Our systems are grouped by type of feature; systems based on BERT are identified by the name of the BERT model followed by the learning algorithm employed to build the model of such system. Learning algorithms are abbreviated as lsvc for linear SVM, rf for random forests, poly and rbf for SVM with such kernels and voting for the ensemble of all non-deep-learning models. Systems based only on lexical features are identified only by the name of the involved learning algorithm. Results for decision trees are not shown, since the performance of said model was not competitive.

5.1. ASSIN in European Portuguese

A selection of results for the ASSIN-PTPT corpus is shown in Table 1, and the per class results of the fine tuned ptBERT-Large model are shown in Table 2. Considering the remaining results, linear SVM is the machine learning method with the best performance in most experiments, while decision trees correspond to the overall worst performance. However, the MSE of the linear SVM model based on ptBERT-Large embeddings and lexical features is higher than 1, unlike all other models based on this feature set. For all other experiments in ASSIN-PTPT, the MSE value is only higher than 1 when using decision trees. The best MSE value for a model based on ptBERT-Large and lexical features was obtained with a random forest, which is the only machine learning method that considers feature selection. However, for this feature set, using random forests in other models does not result in greater performance than linear SVM, which suggests that the MSE’s instability with Large embeddings is due to the greater complexity inherent to their greater size.

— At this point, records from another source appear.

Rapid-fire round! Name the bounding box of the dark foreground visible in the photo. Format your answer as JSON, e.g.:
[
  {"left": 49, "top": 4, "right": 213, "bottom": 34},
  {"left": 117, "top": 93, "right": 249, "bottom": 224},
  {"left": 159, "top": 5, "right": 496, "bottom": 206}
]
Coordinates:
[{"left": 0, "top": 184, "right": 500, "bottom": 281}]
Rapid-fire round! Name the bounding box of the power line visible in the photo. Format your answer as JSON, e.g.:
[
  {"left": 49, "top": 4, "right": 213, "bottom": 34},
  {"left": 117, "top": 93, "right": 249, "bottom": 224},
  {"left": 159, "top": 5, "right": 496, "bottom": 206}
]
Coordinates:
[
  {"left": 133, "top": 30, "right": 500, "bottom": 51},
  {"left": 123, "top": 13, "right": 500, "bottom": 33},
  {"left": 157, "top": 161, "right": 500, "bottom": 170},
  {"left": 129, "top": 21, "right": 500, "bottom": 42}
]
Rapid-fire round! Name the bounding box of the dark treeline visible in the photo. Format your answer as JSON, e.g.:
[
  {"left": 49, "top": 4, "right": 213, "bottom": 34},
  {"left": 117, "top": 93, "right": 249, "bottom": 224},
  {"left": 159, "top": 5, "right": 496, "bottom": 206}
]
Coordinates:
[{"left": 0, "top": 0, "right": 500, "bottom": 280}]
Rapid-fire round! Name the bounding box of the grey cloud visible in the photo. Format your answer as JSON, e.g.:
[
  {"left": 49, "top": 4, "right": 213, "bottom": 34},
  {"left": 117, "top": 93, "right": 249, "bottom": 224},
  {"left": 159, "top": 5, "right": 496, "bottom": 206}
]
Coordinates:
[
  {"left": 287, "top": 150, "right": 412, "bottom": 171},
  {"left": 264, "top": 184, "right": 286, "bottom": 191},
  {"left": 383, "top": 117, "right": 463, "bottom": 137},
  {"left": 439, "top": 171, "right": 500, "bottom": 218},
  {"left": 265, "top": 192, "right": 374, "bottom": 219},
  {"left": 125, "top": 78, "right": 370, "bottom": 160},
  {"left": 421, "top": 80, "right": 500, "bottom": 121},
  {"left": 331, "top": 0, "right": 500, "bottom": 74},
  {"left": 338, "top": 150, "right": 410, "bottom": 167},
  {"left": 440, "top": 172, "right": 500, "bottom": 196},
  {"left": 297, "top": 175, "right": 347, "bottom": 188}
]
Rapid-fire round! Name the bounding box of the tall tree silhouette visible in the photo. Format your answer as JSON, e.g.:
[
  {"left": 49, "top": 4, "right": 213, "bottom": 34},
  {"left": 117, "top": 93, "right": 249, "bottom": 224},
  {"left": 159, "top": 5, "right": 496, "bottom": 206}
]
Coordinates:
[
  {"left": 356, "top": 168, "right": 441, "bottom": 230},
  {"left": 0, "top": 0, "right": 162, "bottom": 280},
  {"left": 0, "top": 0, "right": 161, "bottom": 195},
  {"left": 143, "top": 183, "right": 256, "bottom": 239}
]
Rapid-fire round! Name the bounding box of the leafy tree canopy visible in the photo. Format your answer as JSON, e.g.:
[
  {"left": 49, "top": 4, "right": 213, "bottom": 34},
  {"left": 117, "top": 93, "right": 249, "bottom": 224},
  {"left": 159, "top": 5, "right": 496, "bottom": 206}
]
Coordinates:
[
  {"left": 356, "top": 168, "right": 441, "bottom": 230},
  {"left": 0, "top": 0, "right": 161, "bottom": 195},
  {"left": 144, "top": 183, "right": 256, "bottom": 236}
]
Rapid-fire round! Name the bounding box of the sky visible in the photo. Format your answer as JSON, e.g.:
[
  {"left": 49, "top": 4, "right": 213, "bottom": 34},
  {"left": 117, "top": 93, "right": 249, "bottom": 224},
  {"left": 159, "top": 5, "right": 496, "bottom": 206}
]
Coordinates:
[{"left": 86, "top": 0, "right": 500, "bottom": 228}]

For models with only BERT embeddings as feature vectors, results for non linear SVMs are similar to or worse than those of linear SVM. Additionally, the MSE for all such models based on ptBERT and decision trees was 1.03, while the MSE for the model based on mBERT and decision trees was 0.94, although we expected the Portuguese-only model to always be superior to the multilingual model.

5.2. ASSIN in Brazilian Portuguese

A selection of results for the ASSIN-PTBR corpus is shown in Table 3, and the per class results of the fine tuned ptBERT-Large model are shown in Table 4.

In ASSIN-PTBR, all models based on feature vectors with only BERT embeddings of any BERT model performed similarly, except for models based on decision trees and random forests (also composed of decision trees) which had lower performances.

For BERT embeddings with lexical features, performance was similar in all models and for both tasks, except for random forests with ptBERT-Large embeddings where all evaluation metrics were at least 10% lower than in other models.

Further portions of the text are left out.